Никогда еще женщина не была так «больна своим полом», никогда ее не воспринимали настолько физически и умственно неполноценной, как в конце XIX века[227].
«Смерть прекрасной женщины, вне всякого сомнения, является наиболее поэтическим предметом на свете», — писал Эдгар Аллан По в своем эссе «Философия творчества»[228],[229]. Женщина может быть вознесена до произведения искусства в качестве тела, которое уже покидает жизнь.
Смерть и женственность были центральными мотивом рубежа XIX и XX веков. Зигмунд Фрейд называл завороженность этим союзом самой непостижимой загадкой западной культуры[230]. Связь смерти с женщиной всегда была тесна: грехопадение в раю навсегда связало конечность человеческого бытия с соблазном, исходящим от женщины.

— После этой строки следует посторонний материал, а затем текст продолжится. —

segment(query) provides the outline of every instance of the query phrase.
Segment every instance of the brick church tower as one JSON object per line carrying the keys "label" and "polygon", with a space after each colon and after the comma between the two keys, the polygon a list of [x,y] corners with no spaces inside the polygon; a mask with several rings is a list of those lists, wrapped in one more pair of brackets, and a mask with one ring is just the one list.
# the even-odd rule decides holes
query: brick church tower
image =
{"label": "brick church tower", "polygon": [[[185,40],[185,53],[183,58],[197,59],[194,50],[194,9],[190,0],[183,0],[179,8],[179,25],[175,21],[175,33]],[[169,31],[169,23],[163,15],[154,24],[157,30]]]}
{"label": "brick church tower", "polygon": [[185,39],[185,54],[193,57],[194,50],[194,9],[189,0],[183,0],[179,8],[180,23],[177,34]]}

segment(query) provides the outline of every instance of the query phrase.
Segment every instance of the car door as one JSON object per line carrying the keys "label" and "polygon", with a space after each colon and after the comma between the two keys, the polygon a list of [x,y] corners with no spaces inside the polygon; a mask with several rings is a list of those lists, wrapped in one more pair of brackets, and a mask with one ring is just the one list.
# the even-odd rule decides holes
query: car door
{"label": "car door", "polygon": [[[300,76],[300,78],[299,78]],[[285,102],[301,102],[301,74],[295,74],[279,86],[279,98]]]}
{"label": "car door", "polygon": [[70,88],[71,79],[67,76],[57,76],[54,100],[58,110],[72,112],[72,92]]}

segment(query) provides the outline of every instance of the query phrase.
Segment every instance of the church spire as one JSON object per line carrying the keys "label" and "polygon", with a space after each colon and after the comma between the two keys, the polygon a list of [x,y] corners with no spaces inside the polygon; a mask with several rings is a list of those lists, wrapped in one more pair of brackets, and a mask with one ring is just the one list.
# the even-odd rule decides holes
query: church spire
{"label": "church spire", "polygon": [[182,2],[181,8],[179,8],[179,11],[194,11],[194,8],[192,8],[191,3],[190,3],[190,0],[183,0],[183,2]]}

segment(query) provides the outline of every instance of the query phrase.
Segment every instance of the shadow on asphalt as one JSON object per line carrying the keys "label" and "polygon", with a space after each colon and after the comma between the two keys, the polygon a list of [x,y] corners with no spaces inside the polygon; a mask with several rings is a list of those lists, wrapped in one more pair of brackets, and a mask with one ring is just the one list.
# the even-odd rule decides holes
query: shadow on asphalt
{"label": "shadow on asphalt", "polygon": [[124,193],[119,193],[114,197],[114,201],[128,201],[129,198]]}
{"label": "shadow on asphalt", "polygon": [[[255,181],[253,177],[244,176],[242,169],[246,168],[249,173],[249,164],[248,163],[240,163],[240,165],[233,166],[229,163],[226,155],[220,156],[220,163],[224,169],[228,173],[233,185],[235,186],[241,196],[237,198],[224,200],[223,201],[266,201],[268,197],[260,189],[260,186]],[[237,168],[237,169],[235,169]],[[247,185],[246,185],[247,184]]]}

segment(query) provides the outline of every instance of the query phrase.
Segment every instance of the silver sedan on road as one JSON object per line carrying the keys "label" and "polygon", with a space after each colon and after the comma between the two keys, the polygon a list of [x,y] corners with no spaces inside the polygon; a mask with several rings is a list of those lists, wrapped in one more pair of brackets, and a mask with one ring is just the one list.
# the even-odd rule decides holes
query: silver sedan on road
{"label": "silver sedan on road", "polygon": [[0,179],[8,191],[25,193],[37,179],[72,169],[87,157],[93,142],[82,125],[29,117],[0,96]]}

Еще со средневековых «плясок смерти» тема «девушка и смерть», отраженная впоследствии в стихотворении Маттиаса Клаудиуса и положенная на музыку Францем Шубертом, не давала покоя литераторам, художникам и музыкантам. Со второй половины XIX века тема получила новое толкование, уже не трагическое или мифическо-притчевое, но декадентское[231].
Две женские фигуры — femme fatale (роковая женщина) и femme fragile (хрупкая женщина) — стали в искусстве, литературе и музыке рубежа XIX и XX веков воплощением декадентской и позднеромантической очарованности смертью, культом болезненной красоты и упадничества[232].
Декаданс возник и распространился по всей Европе из‐за ощущения конца времен, сравнимого с закатом Римской империи. Декаденты воспринимали себя как часть крайне утонченной, элитарной, болезненно-чувствительной культуры эпохи распада[233].
Культурный авангард того времени присвоил ругательное понятие «декадентский», сделав чрезмерную искусственность манер и упадочную болезненность знаками избранности и утонченности и считая себя обреченной на вымирание аристократией духа.
Декаданс занял позицию меланхолического и аристократического отрицания, элитарного противостояния рациональности и вере в прогресс в эпоху индустриализации, позицию протеста против мира, который становится всё уродливей, бессмысленнее, тривиальнее и материалистичнее. Декаденты ценили всё, что шло вразрез с официальным искусством и художественной академией, чьи выдохшиеся произведения годились разве что для украшения комнат и развлечения; они подняли восстание против пустого притязания искусства на разумное, доброе и вечное.
Банальности, пошлости и мерзости жизни декаданс противопоставил меланхолию, постоянно подпитывающую саму себя, скуку, ennui (скука, досада — фр.), вялость, бездействие и отвращение к миру, таинственность, увлеченность страшным и мрачным и рафинированное извращение. Декаденты упивались своей изощренной чувствительностью, своим искусством, которое признавало только красоту[234]. А еще распадом, смертью и гибнущей красотой. Болезнь в эпоху fin de siècle считалась знаком духовной утонченности, воспринималась как протест против отвратительного «пошлого и тривиального здоровья», против твердолобой силы тех, кто в притуплении всех чувств скорее механически проживал свою жизнь, нежели жил на самом деле. Болезнь высокомерно торжествовала над жизнью, как проявление избранности и элитарности[235].
Гуго фон Гофмансталь, остроумный толкователь своего времени, писал: «Все занимаются анатомией своей души либо грезят. Рефлексия или фантазия, отражение или сновидение. В моде старая мебель и новая нервозность. В моде психологическое самокопание и погружение в чисто фантастический волшебный мир. В моде расчленение настроения, вздоха, сомнения, угрызения совести; и в моде инстинктивная, почти сомнамбулическая преданность всякому откровению красоты, любому оттенку цвета, любой мерцающей метафоре, чудесной аллегории»[236].